Que outras coisas não fazem sentido na indústria musical? O que é que te incomoda?
Eu tento não pensar muito nisso, tento que não me aborreça. Nós tivemos boas experiências a fazer as coisas à nossa maneira; mas, durante algum tempo, eu era agressivo para com pessoas que fizessem de maneira diferente. Eu sei que cada um está no seu próprio caminho.
Mas acho que, em muitos sítios, quando segues até ao topo da cadeia, o interesse deles é explorar o artista, o músico. Por exemplo, na América, começámos a tocar em espaços maiores – e agora esses espaços cobram-nos cerca de 10 ou 20% das vendas do nosso merchandising, por noite. Somos obrigados a subir os preços, e isso afecta as pessoas que querem ouvir a nossa música; e eu não quero fazê-lo. Portanto, torna-se algo bizarro. Às vezes parece que eles simplesmente procuram prejudicar os músicos. Não parece um sistema artist-friendly. E acho que já vimos como isso afecta a música numa larga escala. A comunidade DIY não aceita isso da mesma maneira – bandas de rock ‘n’ roll, bandas punk, muitas delas underground, mas não muitas que sejam grandes, porque eles lixam-te e tiram-te cada cêntimo que possam tirar… e, se não fores um milionário, como é que é suposto continuares?
E é aí que tu estás, na cena DIY? Como é que definirias o teu género musical? Algures numa fronteira entre o rock, o punk…?
Acho que somos uma banda punk, de coração. Escrevemos canções pop – eu gosto de músicas pop – mas tocamos com energia punk e nós só queremos, tipo… tocar a cena mais fixe. [risos]

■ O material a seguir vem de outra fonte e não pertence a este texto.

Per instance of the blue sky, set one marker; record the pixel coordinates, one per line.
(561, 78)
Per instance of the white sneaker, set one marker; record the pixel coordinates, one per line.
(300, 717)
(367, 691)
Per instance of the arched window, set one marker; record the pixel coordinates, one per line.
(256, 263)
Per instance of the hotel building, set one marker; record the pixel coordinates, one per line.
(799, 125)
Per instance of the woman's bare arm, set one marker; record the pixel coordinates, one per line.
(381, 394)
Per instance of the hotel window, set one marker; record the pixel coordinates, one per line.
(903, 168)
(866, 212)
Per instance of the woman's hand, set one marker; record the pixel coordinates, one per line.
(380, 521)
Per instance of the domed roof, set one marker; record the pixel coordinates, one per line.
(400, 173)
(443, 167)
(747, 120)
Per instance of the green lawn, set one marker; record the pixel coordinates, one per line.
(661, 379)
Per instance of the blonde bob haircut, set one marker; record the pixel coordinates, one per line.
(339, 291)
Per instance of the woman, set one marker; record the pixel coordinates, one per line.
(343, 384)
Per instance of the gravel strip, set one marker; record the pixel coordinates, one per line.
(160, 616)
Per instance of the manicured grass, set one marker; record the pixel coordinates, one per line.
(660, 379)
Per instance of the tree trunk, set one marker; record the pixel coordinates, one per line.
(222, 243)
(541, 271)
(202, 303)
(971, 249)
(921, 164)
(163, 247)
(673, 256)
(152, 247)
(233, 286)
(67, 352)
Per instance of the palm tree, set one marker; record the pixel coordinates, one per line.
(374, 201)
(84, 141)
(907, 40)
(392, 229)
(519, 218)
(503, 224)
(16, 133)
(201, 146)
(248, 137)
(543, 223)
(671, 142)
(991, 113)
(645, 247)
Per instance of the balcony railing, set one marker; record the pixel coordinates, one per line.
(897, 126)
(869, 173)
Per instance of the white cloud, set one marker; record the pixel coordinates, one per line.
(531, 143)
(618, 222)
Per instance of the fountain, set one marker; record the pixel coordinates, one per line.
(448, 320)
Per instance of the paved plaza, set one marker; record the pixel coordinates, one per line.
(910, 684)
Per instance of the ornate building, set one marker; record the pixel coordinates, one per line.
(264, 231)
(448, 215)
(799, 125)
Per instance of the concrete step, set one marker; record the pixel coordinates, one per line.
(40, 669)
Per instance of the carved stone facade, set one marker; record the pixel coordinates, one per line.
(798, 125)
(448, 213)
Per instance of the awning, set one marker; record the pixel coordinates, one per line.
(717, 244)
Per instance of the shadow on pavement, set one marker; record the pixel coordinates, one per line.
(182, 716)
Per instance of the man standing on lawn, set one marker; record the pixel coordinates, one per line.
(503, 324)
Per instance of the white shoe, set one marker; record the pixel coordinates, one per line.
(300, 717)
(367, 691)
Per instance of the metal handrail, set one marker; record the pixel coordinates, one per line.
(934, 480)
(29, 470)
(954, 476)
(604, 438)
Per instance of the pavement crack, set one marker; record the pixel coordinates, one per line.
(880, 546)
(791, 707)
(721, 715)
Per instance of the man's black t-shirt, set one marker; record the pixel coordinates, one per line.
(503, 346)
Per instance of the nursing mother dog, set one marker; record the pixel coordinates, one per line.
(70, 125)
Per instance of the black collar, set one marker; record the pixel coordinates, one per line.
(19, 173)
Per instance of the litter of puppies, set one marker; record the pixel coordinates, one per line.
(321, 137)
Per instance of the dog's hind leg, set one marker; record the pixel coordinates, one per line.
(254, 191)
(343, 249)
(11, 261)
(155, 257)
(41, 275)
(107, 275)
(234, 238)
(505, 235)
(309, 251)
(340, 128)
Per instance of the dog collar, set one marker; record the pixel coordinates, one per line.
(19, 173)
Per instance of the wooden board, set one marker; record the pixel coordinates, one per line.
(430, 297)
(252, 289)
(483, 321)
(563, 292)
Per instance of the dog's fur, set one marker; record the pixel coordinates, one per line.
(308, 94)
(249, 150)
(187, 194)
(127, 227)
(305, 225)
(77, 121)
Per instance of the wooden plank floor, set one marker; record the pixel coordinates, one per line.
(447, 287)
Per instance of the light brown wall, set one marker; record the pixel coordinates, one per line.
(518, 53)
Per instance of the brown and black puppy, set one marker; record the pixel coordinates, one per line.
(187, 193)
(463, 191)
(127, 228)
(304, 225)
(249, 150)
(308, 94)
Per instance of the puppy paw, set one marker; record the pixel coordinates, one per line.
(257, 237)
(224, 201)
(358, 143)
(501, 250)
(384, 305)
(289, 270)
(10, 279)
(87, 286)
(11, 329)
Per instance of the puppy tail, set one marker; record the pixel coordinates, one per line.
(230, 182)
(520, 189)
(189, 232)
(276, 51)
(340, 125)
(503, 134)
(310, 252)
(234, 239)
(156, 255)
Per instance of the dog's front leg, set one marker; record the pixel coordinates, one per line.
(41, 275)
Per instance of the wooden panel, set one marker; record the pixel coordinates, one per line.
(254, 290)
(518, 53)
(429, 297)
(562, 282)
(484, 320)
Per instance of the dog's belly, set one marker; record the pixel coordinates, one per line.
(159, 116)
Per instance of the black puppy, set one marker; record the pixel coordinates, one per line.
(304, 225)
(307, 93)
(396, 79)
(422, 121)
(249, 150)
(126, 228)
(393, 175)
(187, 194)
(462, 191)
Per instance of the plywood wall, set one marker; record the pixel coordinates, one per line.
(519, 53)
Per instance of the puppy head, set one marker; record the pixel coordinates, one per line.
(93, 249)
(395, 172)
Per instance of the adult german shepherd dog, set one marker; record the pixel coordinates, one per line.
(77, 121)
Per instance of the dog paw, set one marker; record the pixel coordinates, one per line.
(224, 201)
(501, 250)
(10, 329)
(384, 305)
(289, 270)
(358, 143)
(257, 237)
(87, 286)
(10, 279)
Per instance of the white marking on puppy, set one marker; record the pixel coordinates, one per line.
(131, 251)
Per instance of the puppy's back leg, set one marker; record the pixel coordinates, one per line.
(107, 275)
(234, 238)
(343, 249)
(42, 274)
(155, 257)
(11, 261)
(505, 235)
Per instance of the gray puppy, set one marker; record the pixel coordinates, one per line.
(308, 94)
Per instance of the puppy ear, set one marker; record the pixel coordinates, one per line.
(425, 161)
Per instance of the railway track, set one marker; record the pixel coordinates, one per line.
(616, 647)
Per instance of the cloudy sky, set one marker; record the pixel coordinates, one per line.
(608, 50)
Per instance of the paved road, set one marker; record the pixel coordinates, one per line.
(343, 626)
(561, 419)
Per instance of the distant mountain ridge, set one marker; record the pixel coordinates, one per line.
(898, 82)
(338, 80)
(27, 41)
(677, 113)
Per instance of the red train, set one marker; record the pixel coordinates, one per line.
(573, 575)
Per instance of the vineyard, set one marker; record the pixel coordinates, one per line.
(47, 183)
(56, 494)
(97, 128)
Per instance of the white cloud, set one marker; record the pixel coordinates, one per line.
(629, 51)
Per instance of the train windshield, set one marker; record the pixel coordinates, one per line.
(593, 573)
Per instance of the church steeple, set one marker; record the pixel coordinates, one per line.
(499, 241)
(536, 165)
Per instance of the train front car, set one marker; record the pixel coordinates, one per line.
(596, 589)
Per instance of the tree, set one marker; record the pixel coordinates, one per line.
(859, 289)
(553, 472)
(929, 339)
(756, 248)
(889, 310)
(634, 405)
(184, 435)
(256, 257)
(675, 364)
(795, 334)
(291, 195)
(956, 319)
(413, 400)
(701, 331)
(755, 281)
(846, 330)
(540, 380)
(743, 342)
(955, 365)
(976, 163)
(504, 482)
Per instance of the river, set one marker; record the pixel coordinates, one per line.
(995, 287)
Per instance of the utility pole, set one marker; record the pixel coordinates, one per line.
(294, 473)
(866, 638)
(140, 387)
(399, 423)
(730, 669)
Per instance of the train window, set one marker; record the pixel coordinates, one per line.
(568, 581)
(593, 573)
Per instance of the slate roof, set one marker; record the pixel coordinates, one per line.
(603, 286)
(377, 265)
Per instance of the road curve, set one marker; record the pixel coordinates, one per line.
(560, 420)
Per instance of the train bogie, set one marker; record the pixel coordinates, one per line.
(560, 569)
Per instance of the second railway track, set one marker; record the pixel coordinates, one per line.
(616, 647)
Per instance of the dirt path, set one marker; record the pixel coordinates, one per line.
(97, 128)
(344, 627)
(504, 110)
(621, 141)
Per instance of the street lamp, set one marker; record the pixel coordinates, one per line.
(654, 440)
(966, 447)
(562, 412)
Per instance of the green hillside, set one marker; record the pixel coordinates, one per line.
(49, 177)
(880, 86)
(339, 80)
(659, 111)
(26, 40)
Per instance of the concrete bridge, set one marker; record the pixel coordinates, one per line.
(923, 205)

Há quem vos etiquete como power pop…
Eu gosto de muitas bandas power pop. Sim, identifico-me com isso, claramente; mas acho que os puristas da power pop diriam que fazemos demasiado barulho e gritamos demasiado, e que temos demasiadas cenas a passar-se para fazer parte do género. Alguém me disse, ontem, que éramos uma banda prog punk – mas eu não sei; temos muitos teclados e eu componho músicas poppy… As músicas da Madonna que eu ouvia quando era miúdo estão no meu coração tanto como, sei lá, The Clash, Operation Ivy ou Minor Threat. Há muita boa música. Eu gosto da variedade. Acho que as pessoas, às vezes, têm medo de um espectro de gostos demasiado alargado… mas nós gostamos de tudo.
Como por exemplo…? O que tens andado a ouvir?
Posso partilhar aquilo que literalmente descobrimos hoje. Os nossos amigos da banda Saintseneca lançaram agora um álbum muito bom, chamado Pillar of Na. Ouvi-o hoje pela primeira vez, é mesmo bom. Também ouvi hoje, na van, uma banda espanhola chamada Wild Honey. Também são muito bons: música calma, de certo modo, mas também pop, com arranjos lush e coisas assim.
Estou a tentar lembrar-me de mais… esta não comecei a ouvir agora, mas chama-se Scared of Chaka; eles são, tipo, uma banda punk lo-fi super poppy e lançaram um álbum chamado Crossing With Switchblades, de que eu gostei mesmo a sério. Se estiveres à procura de uma banda punk esquisita, em que ficas a pensar “de onde é que isto veio?!” – não procures mais.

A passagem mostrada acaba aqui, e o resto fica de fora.